Mum sagte nichts weiter, widersprach mir nicht, saß einfach nur da, mit geschlossenen Augen, die Arme um den Körper geschlungen, und atmete bebend. Sie flüsterte nur: »Mein Schatz, es tut mir so leid«, und ich konnte hören, dass es wirklich so war. Es tat ihr so schrecklich leid, dass sie mich mit dieser vermeintlichen Wahrheit, was sie in Orion gesehen hatte, verletzt hatte, dass ich schreien wollte.

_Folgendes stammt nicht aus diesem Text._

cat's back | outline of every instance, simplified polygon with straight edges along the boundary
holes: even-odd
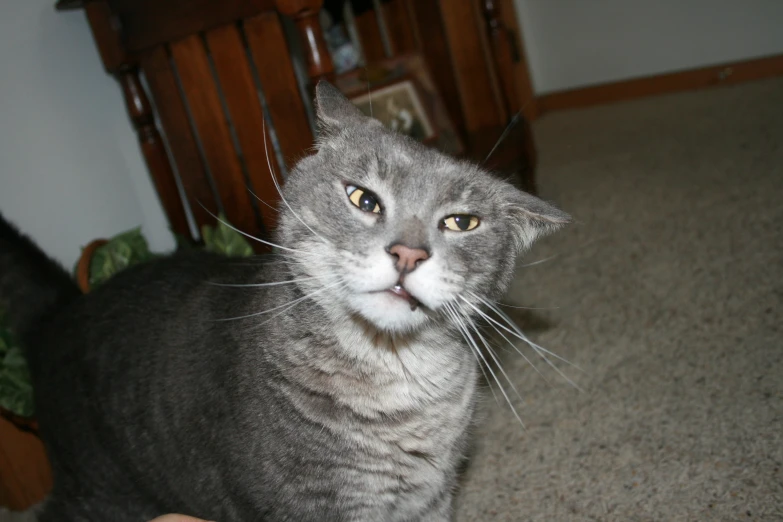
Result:
[[[135,490],[134,507],[167,498],[167,510],[177,511],[229,494],[198,490],[224,487],[206,477],[225,466],[213,443],[225,439],[218,428],[235,422],[244,373],[242,329],[223,319],[273,296],[222,285],[279,277],[272,266],[176,254],[117,274],[41,325],[31,370],[42,436],[69,492],[60,497],[90,495],[89,484],[101,481],[109,491]],[[70,484],[71,476],[80,483]]]
[[[51,337],[142,336],[241,313],[263,291],[227,291],[224,285],[257,284],[276,277],[265,259],[226,258],[202,251],[177,253],[130,267],[81,296],[33,334]],[[185,328],[187,330],[188,328]],[[125,329],[130,329],[126,331]]]

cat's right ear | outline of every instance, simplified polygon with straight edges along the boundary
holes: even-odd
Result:
[[[318,125],[327,135],[350,125],[370,121],[343,93],[325,80],[318,82],[315,87],[315,109]]]

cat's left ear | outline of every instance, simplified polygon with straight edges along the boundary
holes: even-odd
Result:
[[[343,93],[325,80],[318,82],[315,87],[315,109],[318,124],[327,133],[371,121]]]
[[[571,216],[527,192],[514,189],[506,210],[512,219],[517,252],[524,252],[539,237],[551,234],[571,222]]]

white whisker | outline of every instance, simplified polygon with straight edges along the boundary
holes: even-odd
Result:
[[[273,247],[273,248],[279,248],[279,249],[281,249],[281,250],[289,250],[289,251],[291,251],[291,252],[298,252],[298,253],[300,253],[300,254],[307,254],[307,252],[303,252],[303,251],[301,251],[301,250],[296,250],[296,249],[294,249],[294,248],[288,248],[288,247],[284,247],[284,246],[281,246],[281,245],[277,245],[277,244],[275,244],[275,243],[270,243],[269,241],[264,241],[263,239],[261,239],[261,238],[258,238],[258,237],[256,237],[256,236],[253,236],[253,235],[251,235],[251,234],[248,234],[247,232],[242,232],[241,230],[239,230],[237,227],[235,227],[235,226],[234,226],[234,225],[232,225],[231,223],[229,223],[229,222],[227,222],[227,221],[225,221],[225,220],[222,220],[222,219],[220,219],[218,216],[216,216],[215,214],[213,214],[213,213],[212,213],[212,212],[211,212],[211,211],[210,211],[210,210],[209,210],[207,207],[205,207],[204,205],[202,205],[200,201],[198,202],[198,204],[201,206],[201,208],[203,208],[203,209],[204,209],[204,211],[206,211],[206,213],[207,213],[207,214],[209,214],[209,215],[210,215],[210,216],[212,216],[213,218],[217,219],[219,222],[223,223],[224,225],[226,225],[228,228],[230,228],[230,229],[231,229],[231,230],[233,230],[234,232],[237,232],[237,233],[239,233],[239,234],[242,234],[242,235],[243,235],[243,236],[245,236],[246,238],[252,239],[253,241],[258,241],[259,243],[263,243],[264,245],[269,245],[269,246],[271,246],[271,247]]]
[[[302,218],[299,217],[299,214],[294,212],[294,209],[291,208],[291,205],[288,204],[288,201],[285,199],[285,196],[283,196],[283,190],[280,188],[280,183],[277,182],[277,175],[275,175],[275,169],[272,168],[272,162],[269,160],[269,147],[267,146],[266,142],[266,119],[261,120],[261,134],[264,138],[264,153],[266,154],[266,164],[269,167],[269,175],[272,177],[272,182],[275,184],[275,188],[277,189],[277,193],[280,194],[280,200],[285,204],[286,207],[288,207],[288,210],[291,211],[291,214],[294,215],[296,219],[298,219],[305,227],[307,227],[307,230],[313,233],[315,237],[326,243],[327,241],[322,238],[315,230],[310,228],[310,225],[304,222]]]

Stattdessen lachte ich, ein schreckliches, bösartiges Lachen, das mir selbst in den Ohren wehtat. »Keine Sorge, er ist weg, für immer«, sagte ich höhnisch. »Dafür hat mein brillanter Plan schon gesorgt.« Dann stürmte ich aus der Jurte.

Eine Weile lief ich über das Gelände der Kommune, hielt mich jedoch im Schutz der Bäume, stets ein Stück abseits der anderen Hütten. Vom vielen Weinen und Gegen-die-Decke-Donnern tat mir der Kopf weh – und weil eine ganze Ozeanladung Mana durch meinen Körper geströmt war und ich vorher quasi vier Jahre in einem Gefängnis verbracht hatte. Ich hatte nicht mal ein Taschentuch dabei. Ich trug noch immer die verdreckten Leggings und ein T-Shirt – das New-York-T-Shirt, das Orion mir geschenkt hatte –, verschlissen, mit vier Löchern, aber das einzig tragbare Oberteil, das ich am Schuljahresende noch besessen hatte. Ich hob es an und wischte mir damit die Nase sauber.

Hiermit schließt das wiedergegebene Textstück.